Oh sweet, I know how you feel, feeling like you have been let down by the NHS. For me (and this is NOT everyone's experience of the NHS , I will STRESS this vehemently) my DH and I were seriously left to swing in the wind by our local NHS. Back in 2012 we went for fertility tests at the local hospital.....referred to them by a locum NOT our own GP. All we were given was 'unexplained infertility' Huh, what does that mean???!! No explanations were given. Well you can imagine my horror, frustration, annoyance etc. (I'm a control freak too!!) I ended up badgering my GP every week for months on end...needless to say, they got fed up and didn't talk to us again re fertility (Cambridgeshire for you) After 5-6 years we decided to go private mainly because NHS funding had been withdrawn for IVF in Cambridgeshire. I can honestly say we have never looked back....we chose a London clinic with sister clinics in europe so they bring together a world of experience and expertise. Within 24 Hours we had answers to questions that the NHS should have given us i.e. Low sperm motility and Fibroids preventing natural conception.....You have already done your research....if you don't get any response from the NHS IVF clinic then look at private clinics, but also be aware that funding may be in the process of being withdrawn from your NHS catchment area. They will look at your ages as well, so be warned. Most of all I wish you every success in the long and exhausting journey ahead. We are all here for each other, so please don't suffer alone!!

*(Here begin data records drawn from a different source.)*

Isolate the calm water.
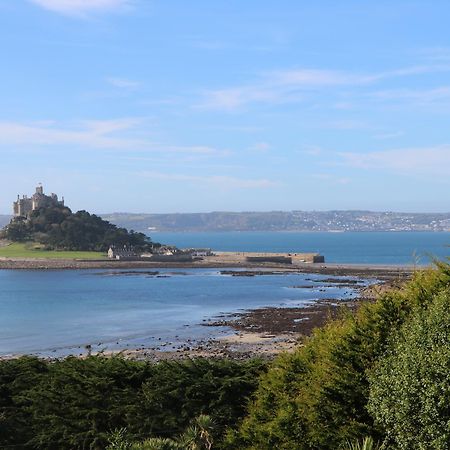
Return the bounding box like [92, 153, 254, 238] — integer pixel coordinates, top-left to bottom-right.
[0, 269, 366, 355]
[151, 232, 450, 264]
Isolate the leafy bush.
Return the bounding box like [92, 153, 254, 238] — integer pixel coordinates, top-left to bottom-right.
[369, 289, 450, 450]
[0, 357, 265, 450]
[227, 263, 450, 450]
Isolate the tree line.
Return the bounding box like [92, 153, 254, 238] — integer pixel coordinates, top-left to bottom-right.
[0, 205, 157, 251]
[0, 262, 450, 450]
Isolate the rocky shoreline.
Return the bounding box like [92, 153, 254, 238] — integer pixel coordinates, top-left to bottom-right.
[0, 260, 414, 361]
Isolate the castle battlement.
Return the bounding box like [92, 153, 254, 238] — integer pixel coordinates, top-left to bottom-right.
[13, 183, 64, 217]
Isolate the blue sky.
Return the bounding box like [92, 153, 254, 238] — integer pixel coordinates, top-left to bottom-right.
[0, 0, 450, 213]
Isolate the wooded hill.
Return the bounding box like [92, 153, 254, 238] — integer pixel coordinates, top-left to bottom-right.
[0, 206, 153, 251]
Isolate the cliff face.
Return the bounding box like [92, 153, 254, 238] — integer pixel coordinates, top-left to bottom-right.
[0, 214, 12, 228]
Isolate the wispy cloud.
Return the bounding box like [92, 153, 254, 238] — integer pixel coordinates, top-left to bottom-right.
[311, 173, 351, 185]
[0, 118, 143, 149]
[140, 171, 277, 190]
[373, 130, 405, 140]
[29, 0, 132, 17]
[196, 64, 450, 111]
[106, 77, 141, 90]
[0, 118, 227, 157]
[249, 141, 272, 153]
[339, 145, 450, 180]
[369, 86, 450, 105]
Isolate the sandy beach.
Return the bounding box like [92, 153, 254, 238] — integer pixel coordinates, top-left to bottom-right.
[0, 258, 415, 361]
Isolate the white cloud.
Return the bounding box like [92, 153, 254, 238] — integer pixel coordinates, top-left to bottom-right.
[30, 0, 131, 16]
[370, 86, 450, 105]
[339, 145, 450, 179]
[196, 64, 450, 111]
[249, 142, 272, 153]
[311, 173, 351, 185]
[373, 130, 405, 140]
[0, 118, 143, 149]
[106, 77, 141, 90]
[0, 117, 223, 157]
[141, 171, 277, 190]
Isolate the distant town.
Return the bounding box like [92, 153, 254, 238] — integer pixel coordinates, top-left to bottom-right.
[0, 211, 450, 234]
[102, 211, 450, 234]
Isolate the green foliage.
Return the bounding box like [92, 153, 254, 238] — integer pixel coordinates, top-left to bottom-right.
[369, 288, 450, 450]
[0, 357, 265, 450]
[1, 206, 152, 251]
[227, 263, 450, 450]
[343, 437, 379, 450]
[106, 414, 214, 450]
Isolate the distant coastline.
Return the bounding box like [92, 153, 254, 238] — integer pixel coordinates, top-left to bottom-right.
[101, 211, 450, 234]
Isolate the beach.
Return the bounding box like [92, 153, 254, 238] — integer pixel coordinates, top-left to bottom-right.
[0, 253, 416, 361]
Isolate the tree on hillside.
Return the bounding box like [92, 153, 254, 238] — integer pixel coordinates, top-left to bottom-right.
[1, 205, 153, 251]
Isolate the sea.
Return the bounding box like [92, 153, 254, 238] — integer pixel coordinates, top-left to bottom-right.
[150, 231, 450, 265]
[0, 232, 450, 357]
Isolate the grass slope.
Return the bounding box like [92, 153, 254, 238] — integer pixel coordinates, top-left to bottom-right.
[0, 243, 106, 259]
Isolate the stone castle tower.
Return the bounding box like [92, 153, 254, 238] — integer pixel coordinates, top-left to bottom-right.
[13, 183, 64, 217]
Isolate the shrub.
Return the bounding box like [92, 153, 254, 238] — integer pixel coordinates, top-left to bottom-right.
[226, 263, 450, 450]
[369, 289, 450, 450]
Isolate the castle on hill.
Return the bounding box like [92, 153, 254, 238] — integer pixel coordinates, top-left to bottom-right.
[13, 183, 64, 217]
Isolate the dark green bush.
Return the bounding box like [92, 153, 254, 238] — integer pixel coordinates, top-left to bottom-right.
[0, 357, 265, 450]
[369, 289, 450, 450]
[227, 264, 450, 450]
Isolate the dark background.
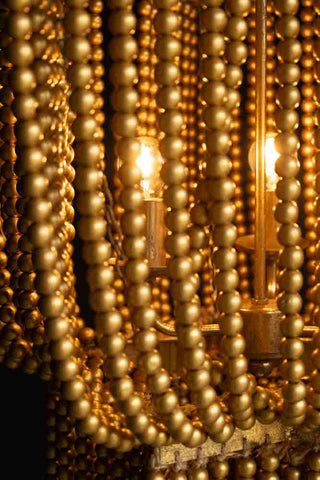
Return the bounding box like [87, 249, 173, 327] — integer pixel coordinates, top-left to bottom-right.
[0, 367, 46, 480]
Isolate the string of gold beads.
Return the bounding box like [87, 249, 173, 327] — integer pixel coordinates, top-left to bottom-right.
[245, 4, 256, 233]
[258, 445, 280, 480]
[156, 2, 229, 444]
[107, 0, 200, 444]
[307, 0, 320, 429]
[229, 107, 250, 298]
[137, 0, 158, 138]
[202, 2, 254, 428]
[208, 457, 230, 480]
[275, 0, 306, 425]
[300, 0, 317, 323]
[65, 2, 132, 450]
[306, 450, 320, 480]
[236, 455, 257, 480]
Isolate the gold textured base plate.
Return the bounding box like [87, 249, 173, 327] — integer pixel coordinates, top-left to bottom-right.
[157, 421, 292, 468]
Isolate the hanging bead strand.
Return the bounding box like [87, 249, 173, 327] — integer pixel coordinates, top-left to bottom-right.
[275, 0, 306, 425]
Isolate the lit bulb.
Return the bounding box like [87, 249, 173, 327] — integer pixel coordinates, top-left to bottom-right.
[249, 137, 279, 191]
[136, 137, 164, 199]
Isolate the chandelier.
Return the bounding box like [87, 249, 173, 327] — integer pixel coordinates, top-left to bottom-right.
[0, 0, 320, 480]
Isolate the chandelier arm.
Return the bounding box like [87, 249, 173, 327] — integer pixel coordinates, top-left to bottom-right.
[106, 1, 204, 444]
[0, 62, 21, 370]
[275, 0, 306, 425]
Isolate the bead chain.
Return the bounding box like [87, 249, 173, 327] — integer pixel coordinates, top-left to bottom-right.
[275, 0, 306, 425]
[300, 0, 317, 323]
[155, 0, 228, 441]
[306, 0, 320, 430]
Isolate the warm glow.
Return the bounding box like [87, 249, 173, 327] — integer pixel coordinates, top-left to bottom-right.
[137, 143, 155, 190]
[137, 137, 163, 198]
[249, 137, 279, 191]
[266, 137, 279, 190]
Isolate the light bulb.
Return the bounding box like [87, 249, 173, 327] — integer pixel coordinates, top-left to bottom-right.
[136, 137, 164, 200]
[249, 137, 279, 191]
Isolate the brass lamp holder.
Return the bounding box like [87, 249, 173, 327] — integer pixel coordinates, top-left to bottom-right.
[236, 231, 308, 376]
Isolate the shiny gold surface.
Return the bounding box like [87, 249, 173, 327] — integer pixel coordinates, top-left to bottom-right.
[157, 421, 291, 468]
[0, 0, 320, 480]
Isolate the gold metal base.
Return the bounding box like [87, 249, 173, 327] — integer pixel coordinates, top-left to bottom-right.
[241, 299, 282, 360]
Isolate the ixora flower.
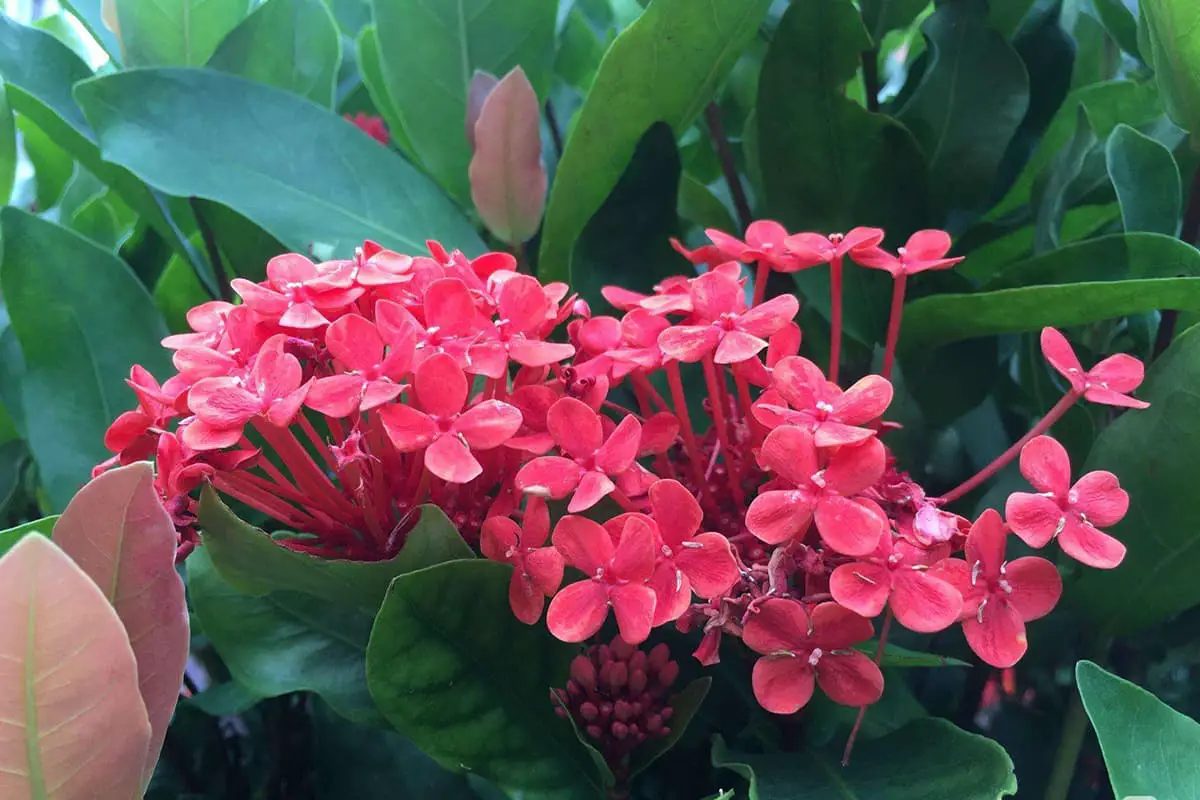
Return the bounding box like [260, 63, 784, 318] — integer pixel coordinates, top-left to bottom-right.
[96, 221, 1145, 774]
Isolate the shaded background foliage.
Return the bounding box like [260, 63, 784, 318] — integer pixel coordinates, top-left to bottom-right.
[0, 0, 1200, 800]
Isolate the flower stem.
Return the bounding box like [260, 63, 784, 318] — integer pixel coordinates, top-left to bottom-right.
[883, 272, 908, 380]
[941, 390, 1080, 504]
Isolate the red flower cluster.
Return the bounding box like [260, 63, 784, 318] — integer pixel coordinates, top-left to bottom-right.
[102, 222, 1144, 753]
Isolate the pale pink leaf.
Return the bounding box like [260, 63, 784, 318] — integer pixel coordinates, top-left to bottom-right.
[54, 462, 188, 781]
[0, 536, 150, 800]
[470, 67, 546, 245]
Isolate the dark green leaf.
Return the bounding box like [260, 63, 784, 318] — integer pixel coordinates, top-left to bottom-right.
[1075, 661, 1200, 798]
[0, 207, 170, 509]
[113, 0, 250, 67]
[538, 0, 763, 281]
[199, 487, 474, 610]
[1068, 328, 1200, 634]
[1105, 125, 1183, 236]
[373, 0, 558, 205]
[367, 560, 600, 800]
[899, 2, 1030, 209]
[187, 547, 383, 724]
[76, 70, 482, 255]
[713, 720, 1016, 800]
[208, 0, 342, 106]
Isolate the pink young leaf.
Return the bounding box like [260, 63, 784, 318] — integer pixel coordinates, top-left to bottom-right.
[470, 67, 546, 245]
[54, 462, 188, 781]
[0, 536, 150, 800]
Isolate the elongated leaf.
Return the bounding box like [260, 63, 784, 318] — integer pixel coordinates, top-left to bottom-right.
[538, 0, 770, 281]
[367, 560, 600, 800]
[187, 548, 383, 724]
[0, 207, 170, 509]
[470, 67, 547, 245]
[115, 0, 250, 67]
[0, 536, 150, 798]
[208, 0, 342, 107]
[372, 0, 558, 205]
[1105, 125, 1183, 236]
[76, 68, 482, 255]
[1075, 661, 1200, 798]
[1068, 327, 1200, 634]
[199, 487, 474, 612]
[54, 462, 190, 783]
[899, 2, 1030, 209]
[713, 720, 1016, 800]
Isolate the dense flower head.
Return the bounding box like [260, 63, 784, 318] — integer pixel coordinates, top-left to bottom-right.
[105, 221, 1144, 760]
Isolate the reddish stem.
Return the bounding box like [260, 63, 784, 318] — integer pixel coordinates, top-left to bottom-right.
[940, 390, 1080, 505]
[883, 272, 908, 379]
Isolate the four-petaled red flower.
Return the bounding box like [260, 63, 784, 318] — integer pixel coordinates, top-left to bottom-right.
[934, 509, 1062, 668]
[1004, 437, 1129, 570]
[379, 353, 521, 483]
[1042, 327, 1150, 408]
[742, 597, 883, 714]
[546, 515, 655, 644]
[479, 498, 563, 625]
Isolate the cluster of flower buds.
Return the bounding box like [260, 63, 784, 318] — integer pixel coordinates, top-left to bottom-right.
[98, 215, 1144, 753]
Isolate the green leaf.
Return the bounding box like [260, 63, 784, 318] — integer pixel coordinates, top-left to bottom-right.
[76, 70, 482, 255]
[113, 0, 251, 67]
[900, 233, 1200, 351]
[1075, 661, 1200, 798]
[0, 515, 59, 555]
[899, 2, 1030, 209]
[208, 0, 342, 107]
[1068, 323, 1200, 636]
[199, 487, 475, 610]
[187, 547, 383, 724]
[1105, 125, 1183, 236]
[367, 560, 600, 800]
[372, 0, 558, 206]
[538, 0, 772, 281]
[713, 718, 1016, 800]
[0, 206, 170, 509]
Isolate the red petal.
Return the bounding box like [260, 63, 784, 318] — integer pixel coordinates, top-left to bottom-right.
[816, 652, 883, 706]
[1004, 492, 1066, 547]
[1021, 437, 1070, 497]
[746, 491, 816, 552]
[552, 516, 614, 577]
[892, 570, 962, 633]
[674, 534, 739, 599]
[811, 495, 888, 555]
[1004, 557, 1062, 622]
[425, 435, 484, 483]
[829, 561, 892, 616]
[1058, 515, 1126, 570]
[962, 597, 1030, 669]
[546, 581, 608, 642]
[751, 656, 815, 714]
[546, 397, 604, 458]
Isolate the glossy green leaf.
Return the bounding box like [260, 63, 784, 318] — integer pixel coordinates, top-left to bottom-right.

Hi Yammie, thank you so much for sharing your experience with me, it must have been super-frustrating.
Yesterday went for an appointment with the NHS fertility clinic. We have called multiple time to ensure that we had with us all the necessary pieces of paper and have done all the tests, and yet our 1h consultation ended up in a 3 minutes meeting. The "medical council" (that should be something like King Arthur's roundtable) has decided that we needed a further transvaginal ultrasound. Why on earth no one has phone us 1 month ago when this has been decided to tell us to do it? So now we are again a square zero: GP (2 weeks wait for an appointment) -> scan (4-6 week wait for an appointment) -> fertility clinic (4-6 week wait for an appointment). What will be missing next time?
I spent 1h crying on the hospital car park, to make up the time I should have spend discussion with the consultant.
We are super keen on going private, but while my right tube has been removed my left one may or may not be filled with fluids (hydrosalpinx) which may hinder implantation. I would prefer to have the tubal removal on the NHS but if they say that it is not needed we are ready to knock at the first private door.